Sunday, January 22, 2006

Crayolas Gone Wild!

by Tom Bozzo

I was enjoying a little coloring session with the boy during TV-free yesterday (reversion to mean: Julia is watching Blue's Clues while I blog), and was presented with a crayon and a request to identify the color, a slightly warm gray. I spin the name into position:


OK, W is for wolf in the beloved Northwoods alphabet book. But that was not all. We came across "granny smith apple," a green a shade or two lighter and yellower than just plain green, but darker than any Granny Smith apple I've ever seen.
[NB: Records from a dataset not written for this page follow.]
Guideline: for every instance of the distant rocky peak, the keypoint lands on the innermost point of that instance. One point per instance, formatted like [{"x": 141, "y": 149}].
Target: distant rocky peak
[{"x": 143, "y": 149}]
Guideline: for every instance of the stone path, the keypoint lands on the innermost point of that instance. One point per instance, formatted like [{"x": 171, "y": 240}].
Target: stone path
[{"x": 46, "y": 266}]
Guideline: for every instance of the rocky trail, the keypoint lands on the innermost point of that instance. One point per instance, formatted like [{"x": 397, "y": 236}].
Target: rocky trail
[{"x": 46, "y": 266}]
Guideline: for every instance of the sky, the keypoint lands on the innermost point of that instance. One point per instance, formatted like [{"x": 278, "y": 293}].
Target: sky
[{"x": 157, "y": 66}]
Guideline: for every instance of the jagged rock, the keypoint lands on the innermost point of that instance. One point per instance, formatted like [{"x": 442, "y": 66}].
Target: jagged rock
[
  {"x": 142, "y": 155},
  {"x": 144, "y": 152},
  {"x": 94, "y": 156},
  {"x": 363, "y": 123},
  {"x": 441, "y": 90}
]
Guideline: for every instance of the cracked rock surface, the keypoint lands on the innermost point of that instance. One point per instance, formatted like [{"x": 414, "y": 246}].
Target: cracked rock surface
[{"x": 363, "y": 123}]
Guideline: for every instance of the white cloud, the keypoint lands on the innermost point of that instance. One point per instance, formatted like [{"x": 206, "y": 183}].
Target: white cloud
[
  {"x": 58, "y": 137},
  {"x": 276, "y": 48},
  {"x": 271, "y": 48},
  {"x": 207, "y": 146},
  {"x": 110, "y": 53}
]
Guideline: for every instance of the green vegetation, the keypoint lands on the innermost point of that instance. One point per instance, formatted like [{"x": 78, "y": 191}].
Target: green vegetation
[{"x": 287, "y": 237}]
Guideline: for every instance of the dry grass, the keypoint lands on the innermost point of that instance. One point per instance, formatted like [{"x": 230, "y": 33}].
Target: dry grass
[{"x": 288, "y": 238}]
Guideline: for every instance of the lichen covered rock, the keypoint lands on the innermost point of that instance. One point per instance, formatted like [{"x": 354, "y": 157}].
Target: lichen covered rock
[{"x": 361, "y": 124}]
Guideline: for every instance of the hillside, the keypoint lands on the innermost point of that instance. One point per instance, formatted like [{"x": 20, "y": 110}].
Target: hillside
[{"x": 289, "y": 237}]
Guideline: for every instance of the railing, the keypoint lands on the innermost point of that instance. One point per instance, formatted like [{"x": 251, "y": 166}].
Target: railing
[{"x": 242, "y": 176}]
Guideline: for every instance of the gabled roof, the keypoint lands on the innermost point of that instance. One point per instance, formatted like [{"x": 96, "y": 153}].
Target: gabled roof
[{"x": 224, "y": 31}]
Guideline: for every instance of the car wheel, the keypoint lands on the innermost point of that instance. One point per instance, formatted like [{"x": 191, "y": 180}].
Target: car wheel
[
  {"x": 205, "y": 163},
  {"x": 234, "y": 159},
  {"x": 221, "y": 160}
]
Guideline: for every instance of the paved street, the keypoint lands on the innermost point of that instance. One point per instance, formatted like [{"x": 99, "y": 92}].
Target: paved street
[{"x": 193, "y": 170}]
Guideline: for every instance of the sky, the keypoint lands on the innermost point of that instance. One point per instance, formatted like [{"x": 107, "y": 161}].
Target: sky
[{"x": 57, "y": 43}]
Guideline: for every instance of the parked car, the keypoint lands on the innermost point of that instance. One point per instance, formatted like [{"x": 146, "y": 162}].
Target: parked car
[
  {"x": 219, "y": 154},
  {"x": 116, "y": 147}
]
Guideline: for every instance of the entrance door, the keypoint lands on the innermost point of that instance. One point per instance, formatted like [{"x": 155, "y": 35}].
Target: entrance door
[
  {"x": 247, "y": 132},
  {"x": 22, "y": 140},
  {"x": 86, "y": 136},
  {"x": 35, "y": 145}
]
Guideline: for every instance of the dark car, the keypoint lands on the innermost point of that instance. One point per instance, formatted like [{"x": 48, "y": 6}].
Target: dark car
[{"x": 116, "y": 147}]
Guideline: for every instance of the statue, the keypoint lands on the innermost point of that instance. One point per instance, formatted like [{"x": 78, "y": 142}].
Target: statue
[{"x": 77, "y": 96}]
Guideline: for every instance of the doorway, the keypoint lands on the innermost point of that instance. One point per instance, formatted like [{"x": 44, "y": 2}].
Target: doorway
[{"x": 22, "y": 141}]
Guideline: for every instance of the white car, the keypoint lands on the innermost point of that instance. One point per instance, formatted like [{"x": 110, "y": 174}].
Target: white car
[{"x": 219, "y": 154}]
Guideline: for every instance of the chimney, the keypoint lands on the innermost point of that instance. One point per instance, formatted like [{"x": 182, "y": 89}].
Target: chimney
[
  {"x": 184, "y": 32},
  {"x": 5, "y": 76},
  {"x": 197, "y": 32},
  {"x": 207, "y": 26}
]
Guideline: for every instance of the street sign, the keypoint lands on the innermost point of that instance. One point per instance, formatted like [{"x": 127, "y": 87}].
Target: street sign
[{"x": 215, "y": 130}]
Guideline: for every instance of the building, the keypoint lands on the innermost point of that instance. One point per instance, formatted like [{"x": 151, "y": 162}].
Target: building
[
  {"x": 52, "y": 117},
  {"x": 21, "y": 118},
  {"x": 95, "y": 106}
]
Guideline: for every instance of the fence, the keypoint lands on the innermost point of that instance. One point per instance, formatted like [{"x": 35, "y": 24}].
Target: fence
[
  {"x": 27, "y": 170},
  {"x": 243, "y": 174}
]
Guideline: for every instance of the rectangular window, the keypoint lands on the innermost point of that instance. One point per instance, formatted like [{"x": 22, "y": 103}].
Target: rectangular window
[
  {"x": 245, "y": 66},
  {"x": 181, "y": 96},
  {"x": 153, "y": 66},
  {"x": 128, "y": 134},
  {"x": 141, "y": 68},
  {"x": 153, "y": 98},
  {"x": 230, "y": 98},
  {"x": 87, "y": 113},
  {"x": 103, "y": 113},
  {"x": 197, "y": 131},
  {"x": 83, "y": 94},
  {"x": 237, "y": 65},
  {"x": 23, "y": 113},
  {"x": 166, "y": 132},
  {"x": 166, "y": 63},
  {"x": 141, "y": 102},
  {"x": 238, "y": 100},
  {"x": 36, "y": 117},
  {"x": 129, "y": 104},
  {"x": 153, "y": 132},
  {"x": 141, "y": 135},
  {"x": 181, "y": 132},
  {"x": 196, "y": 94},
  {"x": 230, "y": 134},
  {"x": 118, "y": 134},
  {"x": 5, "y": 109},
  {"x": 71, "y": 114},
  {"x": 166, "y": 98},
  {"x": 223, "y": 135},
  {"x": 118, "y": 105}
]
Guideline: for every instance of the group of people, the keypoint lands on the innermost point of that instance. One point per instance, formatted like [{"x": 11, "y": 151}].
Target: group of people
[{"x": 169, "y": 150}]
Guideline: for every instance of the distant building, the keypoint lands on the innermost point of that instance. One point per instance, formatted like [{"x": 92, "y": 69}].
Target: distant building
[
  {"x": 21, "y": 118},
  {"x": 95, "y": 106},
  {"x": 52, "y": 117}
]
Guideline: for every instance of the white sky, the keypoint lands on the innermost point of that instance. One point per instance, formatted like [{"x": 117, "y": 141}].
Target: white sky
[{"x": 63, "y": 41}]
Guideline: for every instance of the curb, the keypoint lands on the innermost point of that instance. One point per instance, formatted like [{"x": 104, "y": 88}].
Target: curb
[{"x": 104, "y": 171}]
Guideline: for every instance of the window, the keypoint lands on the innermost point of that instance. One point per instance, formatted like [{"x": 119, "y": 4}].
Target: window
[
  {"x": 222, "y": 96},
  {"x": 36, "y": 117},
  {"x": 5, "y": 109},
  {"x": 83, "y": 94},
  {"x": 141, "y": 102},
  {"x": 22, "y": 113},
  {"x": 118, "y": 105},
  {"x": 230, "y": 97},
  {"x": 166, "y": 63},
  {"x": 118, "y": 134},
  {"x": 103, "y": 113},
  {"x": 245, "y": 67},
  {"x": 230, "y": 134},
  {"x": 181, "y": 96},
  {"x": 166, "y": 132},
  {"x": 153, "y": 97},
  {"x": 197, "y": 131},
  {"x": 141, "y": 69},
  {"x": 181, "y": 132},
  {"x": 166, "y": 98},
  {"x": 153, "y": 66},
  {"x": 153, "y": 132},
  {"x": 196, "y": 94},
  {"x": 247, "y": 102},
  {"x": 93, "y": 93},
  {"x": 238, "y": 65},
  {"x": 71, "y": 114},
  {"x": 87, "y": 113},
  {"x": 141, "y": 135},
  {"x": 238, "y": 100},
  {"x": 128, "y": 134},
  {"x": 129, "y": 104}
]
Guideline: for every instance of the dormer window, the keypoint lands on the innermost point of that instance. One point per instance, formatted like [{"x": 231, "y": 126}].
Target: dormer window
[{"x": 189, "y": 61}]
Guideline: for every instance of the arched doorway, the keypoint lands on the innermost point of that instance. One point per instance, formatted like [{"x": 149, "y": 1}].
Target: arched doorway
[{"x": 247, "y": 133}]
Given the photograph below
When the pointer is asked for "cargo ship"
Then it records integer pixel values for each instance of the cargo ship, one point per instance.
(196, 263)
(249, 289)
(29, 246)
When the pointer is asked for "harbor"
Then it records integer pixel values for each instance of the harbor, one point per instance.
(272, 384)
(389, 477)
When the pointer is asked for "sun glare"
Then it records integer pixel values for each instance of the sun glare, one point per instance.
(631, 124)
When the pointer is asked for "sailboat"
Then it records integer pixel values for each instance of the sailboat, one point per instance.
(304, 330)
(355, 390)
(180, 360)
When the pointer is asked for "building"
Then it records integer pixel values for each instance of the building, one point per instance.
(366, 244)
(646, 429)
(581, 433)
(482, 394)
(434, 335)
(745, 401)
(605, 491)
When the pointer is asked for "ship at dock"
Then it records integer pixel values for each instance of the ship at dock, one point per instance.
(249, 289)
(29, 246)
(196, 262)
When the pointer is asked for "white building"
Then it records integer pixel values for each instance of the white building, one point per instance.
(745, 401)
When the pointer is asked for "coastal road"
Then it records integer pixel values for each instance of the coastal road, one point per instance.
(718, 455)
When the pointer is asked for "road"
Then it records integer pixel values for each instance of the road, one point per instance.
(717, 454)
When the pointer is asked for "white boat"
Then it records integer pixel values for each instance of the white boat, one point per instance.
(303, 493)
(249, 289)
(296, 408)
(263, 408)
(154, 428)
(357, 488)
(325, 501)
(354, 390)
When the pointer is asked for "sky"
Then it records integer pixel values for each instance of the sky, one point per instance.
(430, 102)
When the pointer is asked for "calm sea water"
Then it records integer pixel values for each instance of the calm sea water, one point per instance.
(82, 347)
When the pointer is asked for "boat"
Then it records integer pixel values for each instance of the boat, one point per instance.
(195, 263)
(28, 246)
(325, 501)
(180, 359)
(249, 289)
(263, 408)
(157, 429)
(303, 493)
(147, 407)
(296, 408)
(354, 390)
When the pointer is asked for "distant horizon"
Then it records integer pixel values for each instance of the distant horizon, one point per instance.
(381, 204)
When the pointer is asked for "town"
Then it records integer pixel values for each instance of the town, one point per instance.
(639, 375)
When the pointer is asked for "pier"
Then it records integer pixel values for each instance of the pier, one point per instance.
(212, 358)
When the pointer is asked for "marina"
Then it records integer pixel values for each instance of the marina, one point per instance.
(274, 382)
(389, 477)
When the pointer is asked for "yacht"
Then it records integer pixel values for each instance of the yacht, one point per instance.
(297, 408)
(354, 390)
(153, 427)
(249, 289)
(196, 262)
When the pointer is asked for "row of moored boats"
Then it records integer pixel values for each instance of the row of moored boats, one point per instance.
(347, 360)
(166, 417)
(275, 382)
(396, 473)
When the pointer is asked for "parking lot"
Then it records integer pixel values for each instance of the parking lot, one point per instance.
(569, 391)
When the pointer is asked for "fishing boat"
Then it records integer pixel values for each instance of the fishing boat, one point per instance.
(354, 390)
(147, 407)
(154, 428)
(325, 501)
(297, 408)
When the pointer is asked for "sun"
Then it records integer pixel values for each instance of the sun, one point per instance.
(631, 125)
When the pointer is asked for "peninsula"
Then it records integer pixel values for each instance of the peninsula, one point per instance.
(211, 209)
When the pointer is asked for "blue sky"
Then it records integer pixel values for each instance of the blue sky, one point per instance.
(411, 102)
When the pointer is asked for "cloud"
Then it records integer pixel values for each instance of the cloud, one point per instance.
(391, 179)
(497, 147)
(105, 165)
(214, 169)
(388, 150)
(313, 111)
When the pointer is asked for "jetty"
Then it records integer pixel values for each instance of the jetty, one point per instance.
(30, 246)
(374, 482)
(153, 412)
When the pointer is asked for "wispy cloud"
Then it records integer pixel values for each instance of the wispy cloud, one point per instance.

The winner for figurativeness in the box-of-48 was "purple mountain's majesty," a reddish medium blue, with no objective relationship to the other purples I can identify. Someone at Binney & Smith has a lot of time on his or her hands.

Astoundingly, Crayola crayons are (for now?) made in the U.S.A. Not that I'm morally opposed to imports or anything, but apart from the LEGO collection (*), there's darn little in the collection of children's distractions that's made in the developed world.

Coloring on a sunny morning...

(*) And even LEGO production is migrating to Eastern Europe and low-wage parts of Asia in search of lower wages and, presumably, more relaxed labor regulations. Those wildly expensive TtFTE wooden railway engines? Made in China.
I think Crayola had a contest to name a bunch of new crayon colors, leading to "purple mountain's majesty", "macaroni and cheese", and other colors.

They have a lot of info on their website - my son and I were browsing on there a couple of weeks ago when he had similar questions (and we disagreed as to how to pronounce "cerulean" - Crayola has pronunciations on the website!). The kiddo is sad about the retired colors and wishes he could draw with them, but was excited about possibly seeing them if we visit the Crayola "museum" in PA.
Wow, the things you miss -- "purple mountain's majesty" was introduced in '93. It's also listed as a favorite of Rick Santorum. Ugh!

The trilingual pronunciation chart is pretty cool, though.